Ca n’a pas été quelque chose de réfléchi au départ. Je fonctionne beaucoup à l’intuition. Je pense qu’au fur et à mesure qu’ « Amours Solitaires » a pris de l’ampleur, plein de sujets ont commencé à être abordés. Je me suis rendu compte que l’amour était un prétexte pour moi pour parler de l’intime. Et la recherche des secrets s’ancrait dans cette volonté d’exploration plus profonde. La première fois que j’ai lancé une boîte à secrets, j’ai pensé que ce serait un one shot sans me douter de la puissance des témoignages que je recevrais.
Si on regarde la genèse d’ “Amours Solitaires”, ce n’était que mes messages d’amour, et je n’aurais jamais imaginé une seule seconde que des gens que je ne connaissais pas voudraient me confier les trésors de leur intimité.

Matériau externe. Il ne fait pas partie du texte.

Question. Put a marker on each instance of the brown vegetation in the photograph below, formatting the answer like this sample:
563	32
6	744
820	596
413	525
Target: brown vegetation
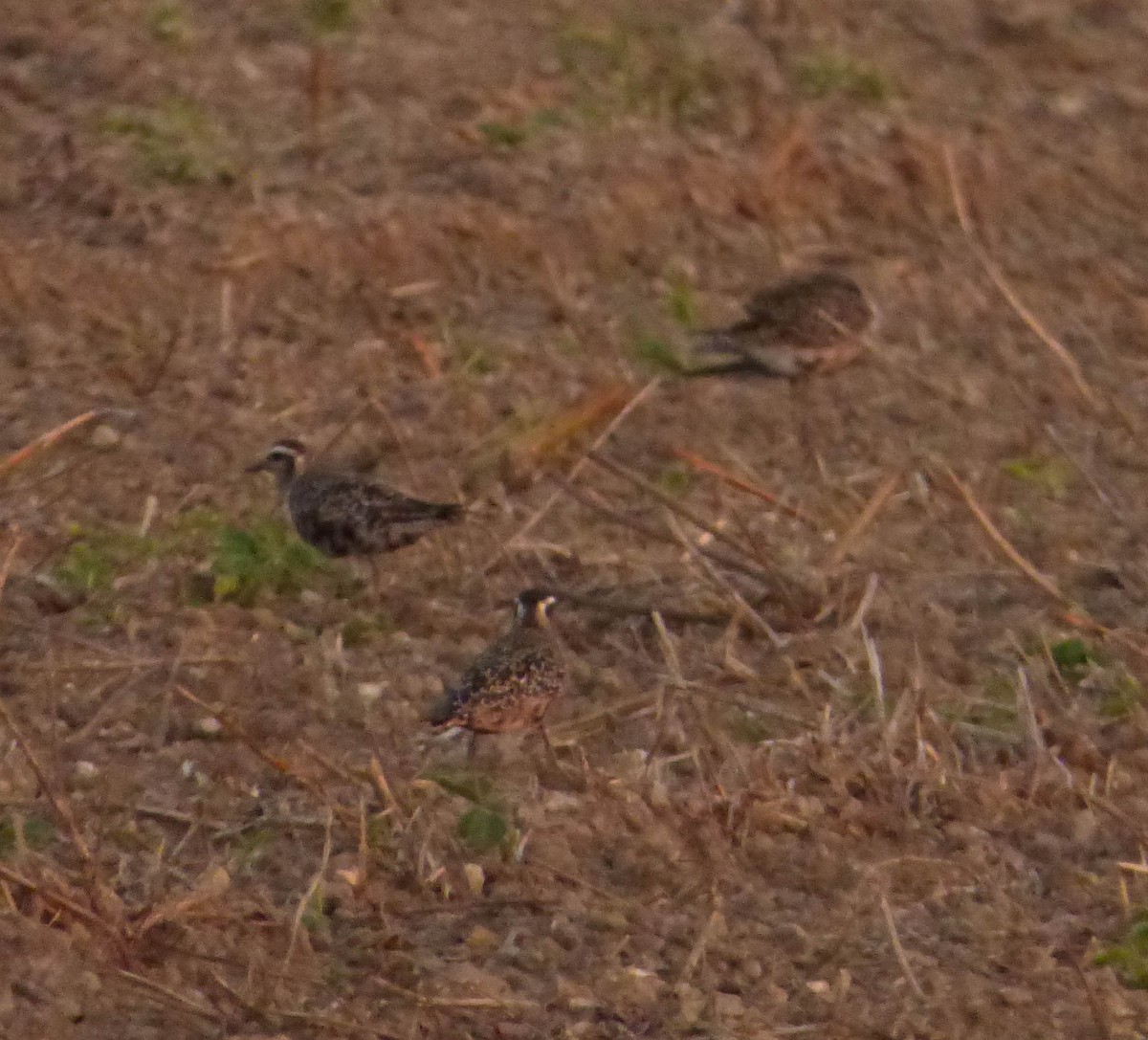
856	740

J’ai tout de suite senti le lien entre les deux. Ces messages d’amour, ils ont tous pour effet de créer un sentiment bien particulier. Ils permettent de se dire « Je ne suis pas le seul à ressentir ça, d’autres que moi le ressentent aussi ». C’est tellement intime que c’en est universel. Et je crois que ces secrets, c’était un peu pareil. C’est réaliser : « Ouf, je ne suis pas le ou la seul.e à ressentir cette douleur, à ressentir cette souffrance. ».
924k abonnés, c’est juste énorme. Comment tu expliques un tel engouement pour ta page ?
Je suis la première surprise ! Car si on regarde la genèse d’ “Amours Solitaires”, ce n’était que mes messages d’amour, et je n’aurais jamais imaginé une seule seconde que des gens que je ne connaissais pas voudraient me confier les trésors de leur intimité. Puis je pense qu’une confiance s’est nouée au fil du temps, l’anonymat aide beaucoup aussi. « Amours Solitaires » s’est toujours basé sur des clefs très simples qui sont l’empathie, la communication, la bienveillance, le respect. Je pense que cela a vraiment fidélisé certaines personnes très connectées avec ces valeurs humaines et dont l’époque actuelle manque peut-être parfois.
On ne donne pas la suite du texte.